昔好きだったカードが強くリメイクしてたからエースカードにしたんだよ程度に語ってますが、カードのイラストの人物が実在し、自分の語った言葉がどう受け止められるか分かってません。

まあ、いまだに好意を言葉に出来ない姫様にも問題はありますけどね。

























 部屋から飛び出した姫は胸を締め付ける感情に我慢できず目茶苦茶に走った。

 彼は昔使えなかったから選んだと言っていたが、それを嘘だと思い知らされた。

 ならばあの時、ドリアードが『騎士』に敗れた時あんな顔をしたの?

 そう問い質したくて、しかしその答えを聞くのが怖くて逃げ出してしまった。

「嘘つき」

 ずっと好きだったんだんでしょう?

 ずっとずっと逢いたくて、でも叶わなくて、それでも忘れられなくて、そして漸く想いが叶ったドリアードを倒されたからあんな顔をしたのでしょう、と、そう聞いて肯定されるのが怖かった。

「嫌」

 渡したくない。

「嫌」

 誰にも渡さない。

「絶対に嫌!!」

 執事は私のものだ!!

「負けない。
 私は、貴女にだけは絶対に負けない!!」

 いつの間にか正面に立っていた【精霊神后ドリアード】に【白銀の城のラビュリンス】は宣言する。

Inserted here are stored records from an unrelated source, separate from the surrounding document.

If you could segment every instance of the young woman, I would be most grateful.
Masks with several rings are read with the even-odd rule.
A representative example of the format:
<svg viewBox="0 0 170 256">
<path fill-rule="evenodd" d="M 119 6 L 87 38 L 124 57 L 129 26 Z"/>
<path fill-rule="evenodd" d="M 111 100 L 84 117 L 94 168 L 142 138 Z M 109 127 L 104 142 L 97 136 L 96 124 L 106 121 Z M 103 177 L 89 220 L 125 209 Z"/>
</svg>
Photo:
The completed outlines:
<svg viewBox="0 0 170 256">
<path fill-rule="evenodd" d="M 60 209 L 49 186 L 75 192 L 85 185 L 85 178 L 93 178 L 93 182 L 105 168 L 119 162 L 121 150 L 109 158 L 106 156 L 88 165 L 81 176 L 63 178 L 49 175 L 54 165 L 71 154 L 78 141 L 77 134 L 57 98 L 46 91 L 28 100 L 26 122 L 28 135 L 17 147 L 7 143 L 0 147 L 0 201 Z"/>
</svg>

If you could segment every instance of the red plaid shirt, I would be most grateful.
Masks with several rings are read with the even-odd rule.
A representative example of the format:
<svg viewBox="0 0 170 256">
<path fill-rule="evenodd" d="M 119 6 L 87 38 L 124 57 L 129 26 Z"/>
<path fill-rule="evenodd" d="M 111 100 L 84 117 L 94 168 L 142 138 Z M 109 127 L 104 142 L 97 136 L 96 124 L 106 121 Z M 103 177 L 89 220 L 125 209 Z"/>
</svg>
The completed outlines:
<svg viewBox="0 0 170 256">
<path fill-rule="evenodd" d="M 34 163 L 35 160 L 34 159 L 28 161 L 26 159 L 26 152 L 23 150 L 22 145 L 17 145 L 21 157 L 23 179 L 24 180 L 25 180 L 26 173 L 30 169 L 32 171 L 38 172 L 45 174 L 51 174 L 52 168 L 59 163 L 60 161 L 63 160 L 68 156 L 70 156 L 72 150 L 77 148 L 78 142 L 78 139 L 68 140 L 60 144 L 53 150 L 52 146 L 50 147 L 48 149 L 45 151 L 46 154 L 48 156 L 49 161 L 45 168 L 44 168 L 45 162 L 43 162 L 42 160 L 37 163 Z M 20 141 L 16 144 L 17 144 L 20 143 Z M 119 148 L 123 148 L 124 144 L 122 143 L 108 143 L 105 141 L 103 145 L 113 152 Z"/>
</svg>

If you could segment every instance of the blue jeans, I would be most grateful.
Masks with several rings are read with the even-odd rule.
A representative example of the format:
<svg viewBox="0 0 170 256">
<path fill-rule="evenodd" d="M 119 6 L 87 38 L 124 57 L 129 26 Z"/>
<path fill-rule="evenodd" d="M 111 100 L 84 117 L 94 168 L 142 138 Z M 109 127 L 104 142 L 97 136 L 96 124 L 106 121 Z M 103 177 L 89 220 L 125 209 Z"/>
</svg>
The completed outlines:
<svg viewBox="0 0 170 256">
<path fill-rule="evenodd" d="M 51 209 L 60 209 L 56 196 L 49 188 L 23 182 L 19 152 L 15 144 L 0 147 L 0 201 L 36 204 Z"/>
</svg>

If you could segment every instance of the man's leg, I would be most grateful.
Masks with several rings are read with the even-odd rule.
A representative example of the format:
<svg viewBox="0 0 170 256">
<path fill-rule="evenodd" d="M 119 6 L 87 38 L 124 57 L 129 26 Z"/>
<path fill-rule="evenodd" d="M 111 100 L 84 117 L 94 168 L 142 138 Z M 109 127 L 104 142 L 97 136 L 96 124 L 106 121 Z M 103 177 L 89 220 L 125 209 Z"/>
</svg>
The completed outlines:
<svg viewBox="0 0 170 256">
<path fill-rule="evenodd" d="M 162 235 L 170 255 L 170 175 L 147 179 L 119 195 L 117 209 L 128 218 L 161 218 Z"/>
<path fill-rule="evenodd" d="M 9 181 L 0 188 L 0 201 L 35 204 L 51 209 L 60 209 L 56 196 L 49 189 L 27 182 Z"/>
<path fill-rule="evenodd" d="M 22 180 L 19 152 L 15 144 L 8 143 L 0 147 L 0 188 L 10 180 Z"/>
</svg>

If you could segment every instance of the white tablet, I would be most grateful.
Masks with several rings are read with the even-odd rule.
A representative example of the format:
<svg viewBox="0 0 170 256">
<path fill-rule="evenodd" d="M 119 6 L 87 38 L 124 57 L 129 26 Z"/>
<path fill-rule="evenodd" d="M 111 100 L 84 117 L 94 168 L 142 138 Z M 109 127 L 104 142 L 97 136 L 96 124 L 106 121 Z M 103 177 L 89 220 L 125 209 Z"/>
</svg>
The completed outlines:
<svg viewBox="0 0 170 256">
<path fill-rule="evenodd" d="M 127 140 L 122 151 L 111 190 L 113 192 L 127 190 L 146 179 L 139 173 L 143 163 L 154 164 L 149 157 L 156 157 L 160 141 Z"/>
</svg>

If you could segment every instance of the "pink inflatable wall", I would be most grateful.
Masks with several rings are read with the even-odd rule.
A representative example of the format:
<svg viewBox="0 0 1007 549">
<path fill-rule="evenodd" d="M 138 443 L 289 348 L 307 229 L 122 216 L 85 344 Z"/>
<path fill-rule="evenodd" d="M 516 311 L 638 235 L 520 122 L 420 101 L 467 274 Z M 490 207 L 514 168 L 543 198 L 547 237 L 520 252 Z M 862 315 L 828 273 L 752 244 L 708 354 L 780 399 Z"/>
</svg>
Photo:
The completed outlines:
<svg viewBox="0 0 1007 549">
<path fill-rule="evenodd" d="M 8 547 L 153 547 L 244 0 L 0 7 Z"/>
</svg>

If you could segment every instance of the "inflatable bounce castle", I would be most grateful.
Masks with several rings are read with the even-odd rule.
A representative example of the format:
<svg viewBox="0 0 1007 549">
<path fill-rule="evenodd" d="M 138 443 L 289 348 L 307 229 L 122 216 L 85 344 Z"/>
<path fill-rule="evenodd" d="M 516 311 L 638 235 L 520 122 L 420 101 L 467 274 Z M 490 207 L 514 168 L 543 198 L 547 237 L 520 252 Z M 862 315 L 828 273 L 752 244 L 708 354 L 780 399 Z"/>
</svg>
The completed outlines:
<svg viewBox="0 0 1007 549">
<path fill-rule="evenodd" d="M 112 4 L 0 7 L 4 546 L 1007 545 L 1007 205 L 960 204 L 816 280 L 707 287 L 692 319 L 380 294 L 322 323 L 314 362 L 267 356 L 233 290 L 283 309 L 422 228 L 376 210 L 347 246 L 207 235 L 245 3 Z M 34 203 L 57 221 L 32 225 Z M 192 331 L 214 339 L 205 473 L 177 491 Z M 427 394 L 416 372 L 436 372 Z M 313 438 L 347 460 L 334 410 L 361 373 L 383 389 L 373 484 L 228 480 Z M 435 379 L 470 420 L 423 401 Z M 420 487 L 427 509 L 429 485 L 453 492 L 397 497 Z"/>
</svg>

「悔しいけれど、今は貴女が彼の1番である事を認めます。
 ですが、最後に彼の隣に立つのはこの私よ!!」

 指を突きつけ宣言する姫にドリアードは何も語らず静かに消えていった。

「ふん! せいぜい高みから見物してなさい!」

 宣戦布告を済ませた姫は早速一手目を打つことに決める。

「そのためにはそうね、先ずエースカードを私に塗り替えてやるわ」

 心を奪うなら先ずはデッキから染め上げてやると、姫は自室に置いてあるデッキを取りに走り出した。